For a man so freakishly talented, his catalogue is notoriously eclectic and breathtakingly inconsistent. For every Purple Rain there's a Rainbow Children, for every 1999 a Rave Un2 the Year 2000. Imagine if the Beatles' catalogue included all the albums by the Doobie Brothers alongside Rubber Soul and Revolver. It would make them much easier to criticize and malign, but the fact would remain that they still wrote the best songs ever played. That's Prince's career.

Prince's greatest weakness is also his greatest strength -- music comes so easy to him, all instruments, all styles, all modes, that can be stunningly injudicious about the finished product. So his failures are as staggering as his successes. It's hard to fault him for forgetting to restrain himself, as he's been casually able to pull off the completely inadvisable more times than one can count: a funk song whose chorus is a gay porn URL ("Emale"), an electronically-altered vocal he originally recorded for a nonexistent female protege ("If I Was Your Girlfriend"), and more than a few strip club anthems ("P Control"; "Nasty Girl").

But when his judgment errs, his inventiveness turns to self-indulgence, his famous falsetto to a screech, and his percussive melodies to tuneless thuds. And then there are all his personal eccentricities. I've been a Prince fan for years, a maddening exercise in how much you have to learn to live with. Dealing with all the purple and paisley in the costumes and album covers is the easy part. Underneath all that, the man playing the guitar is a five foot 50 year old sex symbol who grinds against the microphone stand and recently charged $3000 for a ticket. The name change to the unpronounceable symbol was disconcerting (though the indie crowd managed to tolerate a band called "!!!"); the "Slave" face tattoo, referring to his Warner record contract, was worse. His best albums of the '90s, The Gold Experience and Emancipation (yes, a reference to the slave thing), remain out of print. And his last three records sort of suck.

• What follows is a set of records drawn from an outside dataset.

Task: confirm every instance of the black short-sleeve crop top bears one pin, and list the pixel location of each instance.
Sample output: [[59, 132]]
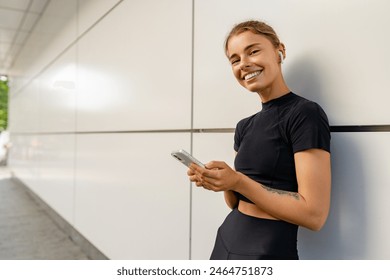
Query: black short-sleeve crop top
[[266, 142]]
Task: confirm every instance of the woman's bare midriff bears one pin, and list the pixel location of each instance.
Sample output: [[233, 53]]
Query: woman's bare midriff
[[251, 209]]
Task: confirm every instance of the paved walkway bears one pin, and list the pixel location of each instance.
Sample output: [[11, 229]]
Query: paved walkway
[[26, 230]]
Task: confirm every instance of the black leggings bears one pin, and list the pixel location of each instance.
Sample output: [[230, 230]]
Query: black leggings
[[243, 237]]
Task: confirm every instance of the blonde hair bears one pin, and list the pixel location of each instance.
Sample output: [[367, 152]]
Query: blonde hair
[[256, 27]]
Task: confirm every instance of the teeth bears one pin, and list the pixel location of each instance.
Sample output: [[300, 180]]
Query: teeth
[[251, 75]]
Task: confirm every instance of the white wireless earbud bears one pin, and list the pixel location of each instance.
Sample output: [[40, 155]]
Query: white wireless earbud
[[281, 57]]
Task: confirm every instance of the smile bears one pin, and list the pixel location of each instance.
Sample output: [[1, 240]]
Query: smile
[[251, 75]]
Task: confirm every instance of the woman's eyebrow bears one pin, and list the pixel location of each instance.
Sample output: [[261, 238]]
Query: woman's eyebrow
[[245, 49]]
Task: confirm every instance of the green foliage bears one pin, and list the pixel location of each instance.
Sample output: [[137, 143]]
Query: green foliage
[[3, 105]]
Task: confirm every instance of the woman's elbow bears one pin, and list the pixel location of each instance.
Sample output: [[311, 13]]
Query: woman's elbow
[[317, 221]]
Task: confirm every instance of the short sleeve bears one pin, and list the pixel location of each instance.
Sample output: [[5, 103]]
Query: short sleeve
[[309, 128], [237, 136]]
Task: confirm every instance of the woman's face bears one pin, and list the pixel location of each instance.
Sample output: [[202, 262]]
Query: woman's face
[[255, 62]]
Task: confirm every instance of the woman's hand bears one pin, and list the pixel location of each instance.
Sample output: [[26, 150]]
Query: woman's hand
[[217, 176]]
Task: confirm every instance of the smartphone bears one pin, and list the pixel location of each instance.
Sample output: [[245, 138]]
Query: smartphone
[[186, 158]]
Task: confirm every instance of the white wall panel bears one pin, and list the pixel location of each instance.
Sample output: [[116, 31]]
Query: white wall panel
[[89, 11], [24, 108], [53, 33], [45, 163], [132, 197], [24, 158], [357, 226], [57, 95], [337, 55], [209, 208], [55, 177], [138, 78]]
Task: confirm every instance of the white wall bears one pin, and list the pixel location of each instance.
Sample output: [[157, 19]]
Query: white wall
[[105, 90]]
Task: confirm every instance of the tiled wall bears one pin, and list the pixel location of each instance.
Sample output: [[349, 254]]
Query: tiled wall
[[105, 90]]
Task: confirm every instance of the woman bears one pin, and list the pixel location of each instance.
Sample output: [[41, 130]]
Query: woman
[[282, 176]]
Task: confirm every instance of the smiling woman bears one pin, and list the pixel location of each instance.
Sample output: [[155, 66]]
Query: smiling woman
[[281, 178]]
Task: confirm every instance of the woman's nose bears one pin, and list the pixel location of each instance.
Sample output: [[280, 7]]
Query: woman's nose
[[245, 63]]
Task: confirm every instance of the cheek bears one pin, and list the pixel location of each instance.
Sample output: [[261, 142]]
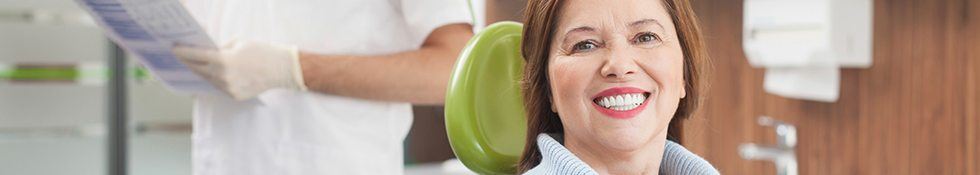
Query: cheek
[[567, 82], [666, 67], [569, 79]]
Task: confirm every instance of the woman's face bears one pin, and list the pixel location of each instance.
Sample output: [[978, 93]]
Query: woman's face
[[616, 70]]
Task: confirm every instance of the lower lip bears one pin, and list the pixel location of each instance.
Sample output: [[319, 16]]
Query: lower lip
[[622, 114]]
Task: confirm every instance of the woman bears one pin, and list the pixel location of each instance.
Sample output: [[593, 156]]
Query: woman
[[603, 81]]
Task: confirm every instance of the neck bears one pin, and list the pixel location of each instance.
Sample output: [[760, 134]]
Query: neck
[[643, 160]]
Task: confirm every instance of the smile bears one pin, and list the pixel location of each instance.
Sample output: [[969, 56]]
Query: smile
[[621, 102]]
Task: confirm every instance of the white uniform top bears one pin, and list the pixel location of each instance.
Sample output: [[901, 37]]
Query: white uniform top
[[288, 132]]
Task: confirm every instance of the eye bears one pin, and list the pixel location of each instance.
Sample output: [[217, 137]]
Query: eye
[[585, 46], [646, 37]]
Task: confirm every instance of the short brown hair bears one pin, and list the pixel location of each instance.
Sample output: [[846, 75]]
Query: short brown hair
[[540, 21]]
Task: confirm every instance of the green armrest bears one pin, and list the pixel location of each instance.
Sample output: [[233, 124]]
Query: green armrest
[[484, 109]]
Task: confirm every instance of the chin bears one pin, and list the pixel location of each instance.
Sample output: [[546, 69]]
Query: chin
[[627, 135], [626, 138]]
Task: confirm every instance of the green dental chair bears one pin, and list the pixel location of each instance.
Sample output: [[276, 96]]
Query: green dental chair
[[484, 108]]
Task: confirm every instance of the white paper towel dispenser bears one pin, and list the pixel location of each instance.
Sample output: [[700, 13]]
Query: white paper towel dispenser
[[802, 44]]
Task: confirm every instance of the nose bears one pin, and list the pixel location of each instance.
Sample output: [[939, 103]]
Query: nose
[[619, 67]]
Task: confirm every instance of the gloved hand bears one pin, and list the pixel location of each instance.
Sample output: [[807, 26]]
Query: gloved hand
[[246, 69]]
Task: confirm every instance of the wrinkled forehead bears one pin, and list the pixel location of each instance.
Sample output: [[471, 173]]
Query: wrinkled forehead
[[611, 15]]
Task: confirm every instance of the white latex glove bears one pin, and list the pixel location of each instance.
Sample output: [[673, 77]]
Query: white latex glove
[[246, 69]]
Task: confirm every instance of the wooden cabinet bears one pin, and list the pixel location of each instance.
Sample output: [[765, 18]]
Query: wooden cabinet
[[915, 111]]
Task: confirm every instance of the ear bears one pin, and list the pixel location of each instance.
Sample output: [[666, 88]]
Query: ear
[[553, 108], [684, 91]]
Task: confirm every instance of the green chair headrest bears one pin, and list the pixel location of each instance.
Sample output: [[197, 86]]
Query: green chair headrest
[[484, 109]]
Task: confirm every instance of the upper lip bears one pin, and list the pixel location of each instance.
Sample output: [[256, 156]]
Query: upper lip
[[618, 90]]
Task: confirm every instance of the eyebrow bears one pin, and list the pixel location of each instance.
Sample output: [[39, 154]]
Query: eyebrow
[[581, 29], [646, 21]]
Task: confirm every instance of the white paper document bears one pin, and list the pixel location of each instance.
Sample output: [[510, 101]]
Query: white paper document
[[149, 29]]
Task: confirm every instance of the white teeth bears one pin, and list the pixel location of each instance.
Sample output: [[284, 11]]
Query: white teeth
[[622, 102]]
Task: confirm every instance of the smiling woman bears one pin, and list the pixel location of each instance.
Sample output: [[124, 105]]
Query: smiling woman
[[603, 83]]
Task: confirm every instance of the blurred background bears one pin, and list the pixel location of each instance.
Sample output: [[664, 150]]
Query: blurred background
[[69, 99]]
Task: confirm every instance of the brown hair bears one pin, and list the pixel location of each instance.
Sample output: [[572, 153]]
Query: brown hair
[[540, 21]]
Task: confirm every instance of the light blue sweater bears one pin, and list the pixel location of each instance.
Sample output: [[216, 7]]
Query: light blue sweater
[[556, 159]]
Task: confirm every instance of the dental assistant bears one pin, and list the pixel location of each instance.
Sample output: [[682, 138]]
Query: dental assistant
[[318, 87]]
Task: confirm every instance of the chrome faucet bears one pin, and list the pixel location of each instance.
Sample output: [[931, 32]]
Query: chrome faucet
[[782, 154]]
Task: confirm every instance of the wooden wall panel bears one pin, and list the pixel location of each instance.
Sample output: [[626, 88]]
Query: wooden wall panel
[[914, 112]]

So, again, it can be easy to lose sight of Prince's historical greatness, especially because so many of his contemporaries in the 1980's are remembered only as one-hit wonders and guilty pleasures, and their reputation has unfortunately tended to rub off. Like his fellow multi-instrumentalist Stevie Wonder, Prince is one of the true heirs both to James Brown's sound and to his monumental legacy, across soul, funk, rock, and hip-hop, both in his dabblings and in the legions of musicians he's influenced. Much as the soul sound of the 1960's belonged to James Brown and his followers, the '80s belonged to Prince, whose guitar-synthesizer combo both perfected and best exemplified the music of the era and simultaneously created a new template for soul and funk into the 1990s and beyond. It could be another twenty years before his influence is fully recognized.

By then, this weird guy with scuzzy facial hair, frilly shirts, and a male/female symbol logo will be remembered as a sexual idol, a cultural icon, and one of the greatest musicians and performers ever. (Like the Rolling Stones; maybe the Super Bowl halftime show promoters saw the similarity.) Moreover, Prince hasn't lost his creative genius, even if, as David B. Wilson has pointed out, he's become a better marketer than songwriter of late. His ho-hum recent output has been very innovatively distributed, given away to members of his fan club, at concerts, and most recently in an edition of London's Daily Mail. (A few more brainstorms like that, and maybe dead-tree journalism could get a much-needed Heimlich.) He doesn't really need the money, but he's getting his music heard by a whole new generation, and meanwhile he's serving as a coalmine canary for a whole lot of new distribution channels. If any of this becomes profitable, he could revolutionize -- sorry, yes, pun intended -- the industry by accident.

But that would just be the cherry on the icing on top, as would be any incidental three-minute classics on the new record. Especially considering that many of Prince's greatest titles are double or triple albums, in his nearly thirty-year career, he's already given us enough to last a lifetime. In order to get a full appreciation, you have to look at all of it, the bad and the good, the inexplicable and the transcendent, which after all are frequently hard to distinguish. He's maddening and brilliant, incomparable and essential. And funky as hell.